Jessica Smith writes book on engineering and corporate social responsibility
Calls for greater corporate social responsibility place new demands on engineers’ everyday work, as Mines associate professor Jessica Smith demonstrates in a new book published by The MIT Press.
Titled “Extracting Accountability: Engineers and Corporate Social Responsibility,” Smith’s book traces how engineers working in the mining and oil and gas industries manage their accountabilities to their employers, to their profession, to the public, and ultimately to themselves. The book is available open access thanks to the National Science Foundation’s Cultivating Cultures for Ethical STEM program, which also funded the original research.
Carl Mitcham, an emeritus Mines professor and principal philosopher of engineering, described the book by saying, “There is no better study of the ground-level, life-lived complications for engineers as they work to transform the world in which we all have a stake. What Jessica Smith extracts from the complex world of mining throws light across the engineering profession as well as into the problematics of any engaged scholarship today.”
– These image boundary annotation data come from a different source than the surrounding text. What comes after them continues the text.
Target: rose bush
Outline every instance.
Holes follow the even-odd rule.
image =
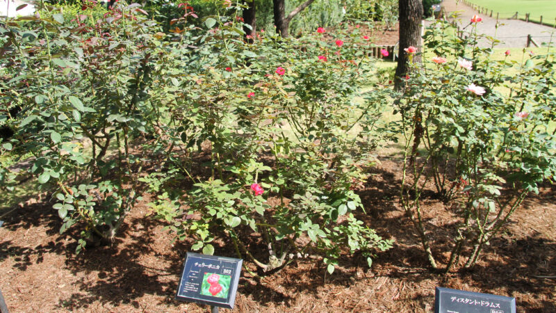
[[[427,31],[427,47],[446,59],[413,64],[395,103],[405,140],[402,204],[432,267],[439,266],[420,205],[428,184],[458,218],[446,271],[461,255],[473,266],[525,196],[556,172],[554,53],[524,50],[523,63],[493,60],[491,48],[477,46],[480,18],[471,22],[464,40],[441,22]]]

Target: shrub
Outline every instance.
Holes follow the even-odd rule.
[[[370,263],[391,241],[357,218],[362,206],[352,190],[382,139],[382,91],[354,101],[373,74],[364,43],[356,35],[338,48],[320,34],[259,34],[247,45],[229,22],[206,19],[211,29],[192,38],[202,43],[196,53],[175,56],[183,65],[163,131],[180,150],[167,166],[194,188],[167,185],[153,211],[179,239],[193,239],[193,249],[211,254],[223,236],[263,272],[306,254],[322,255],[330,273],[344,253],[361,251]],[[201,165],[180,157],[199,152]]]
[[[138,5],[96,21],[44,10],[0,28],[5,45],[14,47],[2,56],[12,78],[0,83],[1,101],[22,109],[2,148],[33,155],[28,171],[56,188],[61,231],[84,225],[79,252],[85,239],[112,240],[139,198],[133,172],[141,158],[130,142],[158,118],[149,99],[161,35]],[[24,20],[26,27],[18,23]],[[4,179],[14,178],[2,170],[9,173]]]
[[[491,48],[477,46],[480,27],[461,40],[449,24],[433,24],[425,39],[436,56],[412,65],[395,102],[405,139],[402,204],[433,268],[420,205],[427,184],[458,217],[446,271],[464,255],[464,266],[473,266],[526,195],[556,171],[554,54],[524,49],[521,64],[494,61]],[[508,74],[514,67],[518,74]]]

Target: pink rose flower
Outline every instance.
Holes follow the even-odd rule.
[[[414,46],[409,46],[409,47],[404,49],[404,51],[407,52],[409,54],[414,54],[417,51],[417,48],[416,48]]]
[[[472,83],[465,88],[467,91],[471,91],[471,93],[477,95],[483,95],[484,94],[485,90],[484,88],[478,86],[475,86],[474,83]]]
[[[286,70],[284,70],[284,67],[282,67],[281,66],[279,66],[278,68],[276,69],[275,72],[276,72],[276,74],[279,74],[280,76],[282,76],[284,74],[286,74]]]
[[[515,116],[516,118],[519,118],[520,120],[523,120],[524,118],[526,118],[528,116],[529,116],[529,113],[528,112],[518,112],[516,114],[514,114],[514,116]]]
[[[482,21],[482,19],[479,17],[479,15],[475,15],[471,17],[471,23],[478,23],[481,21]]]
[[[255,195],[261,195],[265,192],[265,191],[263,189],[263,187],[259,186],[257,183],[254,183],[251,185],[251,190],[255,193]]]
[[[459,60],[458,60],[457,64],[459,65],[460,67],[463,67],[467,70],[468,71],[471,71],[473,68],[473,63],[464,58],[460,58]]]
[[[446,59],[441,56],[435,56],[432,58],[432,62],[434,62],[436,64],[442,64],[446,63]]]

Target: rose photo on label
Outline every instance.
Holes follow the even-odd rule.
[[[201,285],[201,294],[218,298],[227,298],[231,276],[205,273]]]

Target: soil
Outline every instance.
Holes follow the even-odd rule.
[[[475,15],[478,15],[482,21],[477,26],[477,31],[488,36],[495,37],[501,42],[496,47],[499,48],[523,48],[527,45],[528,35],[531,37],[539,45],[548,44],[551,40],[550,35],[554,29],[535,23],[527,22],[518,19],[496,19],[496,13],[493,17],[485,14],[480,14],[462,1],[456,0],[444,0],[442,6],[450,16],[452,13],[457,13],[456,18],[452,18],[461,29],[468,31],[471,27],[469,21]],[[479,45],[482,47],[490,47],[492,44],[486,40],[481,40]]]
[[[261,281],[244,271],[234,311],[430,312],[439,286],[515,297],[519,312],[556,312],[556,186],[547,184],[528,198],[475,267],[443,275],[428,268],[398,204],[399,172],[399,160],[382,158],[358,191],[367,213],[361,217],[395,241],[377,253],[370,269],[355,255],[332,275],[311,259]],[[60,219],[49,199],[31,199],[3,218],[0,289],[10,312],[209,311],[174,300],[191,243],[172,243],[165,223],[145,216],[148,195],[111,246],[89,247],[79,255],[77,234],[58,233]],[[445,262],[453,218],[434,198],[423,207],[433,252]],[[231,245],[218,243],[215,255],[235,257]]]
Smith is busy with a virtual book tour, with invited lectures for the American Society for Engineering Education, the Online Ethics Center for Engineering and Science, the IEEE ETHICS 2021 conference, the University of Pennsylvania’s Center for the Sustainable Separation of Metals, and other universities.
Smith and Mines student Cecilia Schroeder (MS in Humanitarian Engineering and Science) created lesson plans for engineering faculty who would like to use portions of the book to teach ethics in their own classes. Those are publicly available on the project website.
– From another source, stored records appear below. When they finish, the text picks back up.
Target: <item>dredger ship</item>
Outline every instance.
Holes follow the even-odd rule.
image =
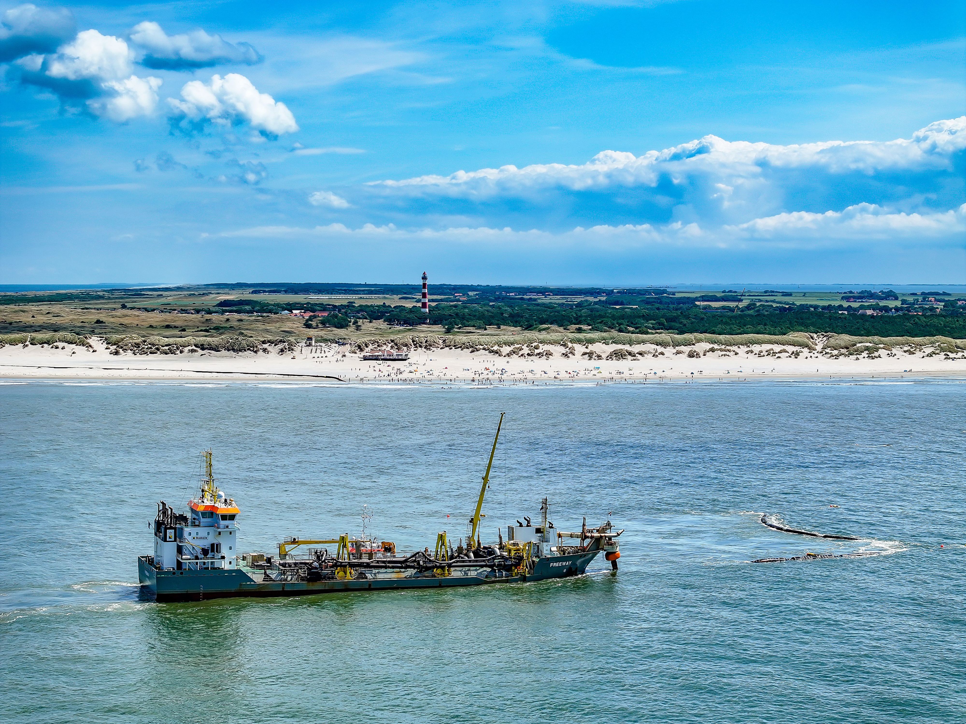
[[[501,414],[466,541],[454,548],[440,532],[432,552],[427,546],[397,554],[388,541],[343,534],[289,538],[278,544],[277,555],[240,554],[241,510],[215,485],[212,451],[206,451],[201,490],[187,513],[176,513],[163,500],[157,504],[155,553],[137,559],[141,586],[158,601],[177,601],[523,583],[580,575],[601,552],[616,571],[617,538],[624,531],[614,531],[610,520],[588,528],[586,517],[580,531],[557,530],[548,520],[547,498],[539,525],[525,516],[526,525],[517,520],[506,527],[505,539],[500,528],[496,543],[481,542],[483,498],[502,424]],[[327,547],[312,547],[327,545],[335,546],[334,555]],[[296,554],[297,548],[308,552]]]

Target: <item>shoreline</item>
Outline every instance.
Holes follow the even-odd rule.
[[[338,345],[300,347],[284,354],[209,351],[150,355],[112,353],[104,341],[97,338],[91,340],[91,345],[0,348],[0,378],[592,385],[966,377],[966,354],[940,355],[928,348],[884,348],[861,356],[777,345],[726,348],[701,343],[663,348],[652,345],[594,344],[583,351],[545,345],[512,356],[500,356],[492,350],[419,348],[412,350],[406,361],[372,361],[362,360],[359,353]]]

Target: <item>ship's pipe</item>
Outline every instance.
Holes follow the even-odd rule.
[[[558,535],[560,538],[616,538],[623,532],[624,532],[623,528],[621,528],[616,533],[597,533],[597,532],[573,533],[570,531],[561,530],[557,531],[556,535]]]
[[[767,513],[762,514],[762,515],[761,515],[761,524],[762,525],[767,525],[769,528],[772,528],[773,530],[780,530],[782,533],[794,533],[796,536],[811,536],[811,538],[828,538],[828,539],[833,540],[833,541],[859,541],[859,540],[861,540],[861,539],[856,538],[855,536],[834,536],[831,533],[812,533],[811,531],[808,531],[808,530],[799,530],[798,528],[788,528],[787,526],[780,525],[779,523],[773,523],[770,520],[768,520],[768,514]]]

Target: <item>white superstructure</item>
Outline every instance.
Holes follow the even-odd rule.
[[[155,519],[155,562],[160,569],[210,571],[234,569],[238,555],[235,500],[214,485],[212,451],[205,452],[205,478],[187,515],[176,514],[162,501]]]

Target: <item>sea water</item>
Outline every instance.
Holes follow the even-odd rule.
[[[156,501],[214,451],[242,550],[484,540],[550,498],[620,571],[158,604]],[[966,717],[966,383],[444,389],[0,384],[5,722],[952,722]],[[790,535],[759,522],[860,540]],[[875,552],[755,564],[765,557]]]

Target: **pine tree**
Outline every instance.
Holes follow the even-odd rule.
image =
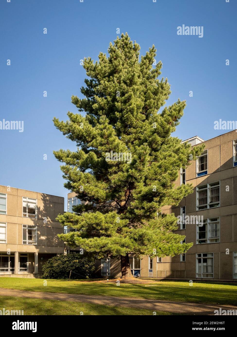
[[[73,142],[75,152],[54,151],[66,180],[65,187],[85,204],[57,219],[76,229],[59,236],[96,258],[120,255],[122,277],[132,277],[128,254],[173,256],[192,244],[185,237],[174,214],[161,214],[165,205],[177,206],[193,191],[189,184],[175,187],[181,167],[200,154],[171,136],[183,115],[179,99],[158,111],[171,93],[167,79],[158,79],[162,63],[154,66],[156,49],[139,60],[140,46],[127,34],[111,43],[109,56],[100,53],[94,63],[85,58],[88,77],[81,88],[85,96],[72,97],[80,114],[68,113],[56,127]],[[85,114],[84,114],[85,115]]]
Smith is an anthropologist who previously published the book “Mining Coal and Undermining Gender: Rhythms of Work and Family in the American West” in 2014. She continues to write about energy transitions in coal communities.
Smith is a co-convener of the STS Underground network and co-organized the 2016 “Energy Ethics: Fragile Lives and Imagined Futures” conference at the University of St. Andrews. She holds a bachelor’s degree in international studies, anthropology and Latin American studies from Macalester College and a PhD in anthropology and a certificate in women’s studies from the University of Michigan.